Esa autonomía “secuestrada” por los titulares del poder autonómico no era razón, a su juicio, “para inhibirse, sino todo lo contrario”: “El Gobierno debe restablecer en Cataluña su autoridad en todo lo que le compete”, y hacerlo “sin perder día ni hora”, porque el sistema autonómico había sido destruido desde dentro por el nacionalismo, que aprovechando ese vacío había implantado “una dictadura mediante la absorción de los poderes atribuidos a la democracia y la usurpación de otros que no le corresponden”.

Cataluña y la izquierdaUnos meses después, en una tensa conversación con Carles Pi i Sunyer, conseller de Cultura de la Generalitat, Azaña insistió en su idea de que el Gobierno presidido por Companys se había colocado fuera de la legalidad republicana. “Las extralimitaciones y abusos de la Generalidad”, le dijo, “son de tal índole que no caben ni en el federalismo más amplio”. Ponía como ejemplo la creación de “delegaciones de la Generalidad en el extranjero”, el empeño constante en diferenciar a Cataluña del resto de España y una actitud victimista inspirada en “ese sentimiento deprimente de pueblo incomprendido y vejado que ostentan algunos de ustedes”.

Es comprensible la amargura personal de quien tanto había luchado por la aprobación del Estatuto de Autonomía de Cataluña, que iba a poner fin, a su juicio, a un viejo pleito histórico. Así se desprende de las palabras que pronunció desde el balcón del palacio de la Generalitat el 25 de septiembre de 1932, y en particular de una afirmación suya que provocó el delirio de la multitud allí congregada: “¡Ya no hay reyes que te declaren la guerra, Cataluña!”. El problema se reducía al parecer a un conflicto con la Monarquía, y por tanto desaparecería con ella en cuanto la joven República restableciera la natural convivencia entre los pueblos de España.

Quedaban atrás momentos de alta tensión en que se había rozado la ruptura entre la coalición republicano-socialista gobernante en Madrid y Esquerra Republicana, mayoritaria en Cataluña. “Autonomía, sí; soberanía compartida, no”, advirtió el republicano Sánchez Román.

Indalecio Prieto llegó a afirmar que la actitud de ERC desde la proclamación de la República constituía “un acto de deslealtad” como no había conocido en toda su vida política. Tras la aprobación del Estatuto, el problema catalán parecía, sin embargo, felizmente resuelto para siempre.
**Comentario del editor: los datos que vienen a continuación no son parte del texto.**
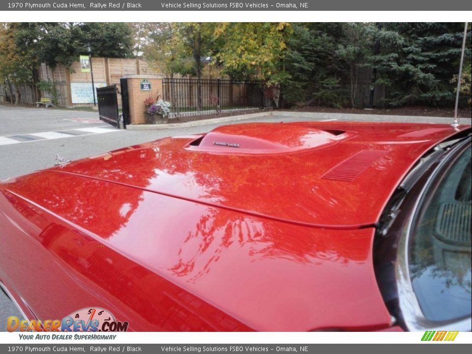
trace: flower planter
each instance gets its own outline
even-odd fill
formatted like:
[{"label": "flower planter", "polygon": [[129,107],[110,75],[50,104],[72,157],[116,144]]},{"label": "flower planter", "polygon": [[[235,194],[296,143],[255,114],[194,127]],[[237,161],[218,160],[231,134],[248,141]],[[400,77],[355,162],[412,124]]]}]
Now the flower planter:
[{"label": "flower planter", "polygon": [[145,114],[146,124],[165,124],[169,122],[167,117],[164,117],[162,115]]}]

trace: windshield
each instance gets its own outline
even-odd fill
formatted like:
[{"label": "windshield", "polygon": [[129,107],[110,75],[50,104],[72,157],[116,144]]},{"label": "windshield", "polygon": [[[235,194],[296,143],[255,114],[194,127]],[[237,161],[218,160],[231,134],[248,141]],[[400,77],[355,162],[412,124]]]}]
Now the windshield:
[{"label": "windshield", "polygon": [[410,239],[412,285],[431,321],[471,316],[471,185],[469,144],[429,186]]}]

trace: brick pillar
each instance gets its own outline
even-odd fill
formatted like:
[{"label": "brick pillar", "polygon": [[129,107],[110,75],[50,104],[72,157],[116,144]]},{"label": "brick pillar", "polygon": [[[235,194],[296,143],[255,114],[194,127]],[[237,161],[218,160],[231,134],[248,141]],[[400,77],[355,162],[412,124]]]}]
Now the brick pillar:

Perdida la guerra y con ella la autonomía de Cataluña, la izquierda española y el nacionalismo catalán intentaron mejorar sus maltrechas relaciones. En 1944, en un momento crucial para las esperanzas de restauración de la democracia en España, el socialista Luis Araquistáin, exiliado en Londres, participó en una alianza impulsada por el nacionalismo vasco y catalán que aspiraba a crear una “Comunidad Ibérica de Naciones”.

Araquistáin no tardó en desmarcarse de aquel plan, en vista de las reticencias de sus interlocutores nacionalistas a aceptar dos principios que le parecían innegociables: que el régimen que debía proclamarse tras la caída de las dictaduras peninsulares reconocería dos únicas naciones —España y Portugal— y que el arreglo del pleito territorial español tomaría como marco irrenunciable la Constitución republicana de 1931, que podría ser reformada pero nunca ignorada o derogada.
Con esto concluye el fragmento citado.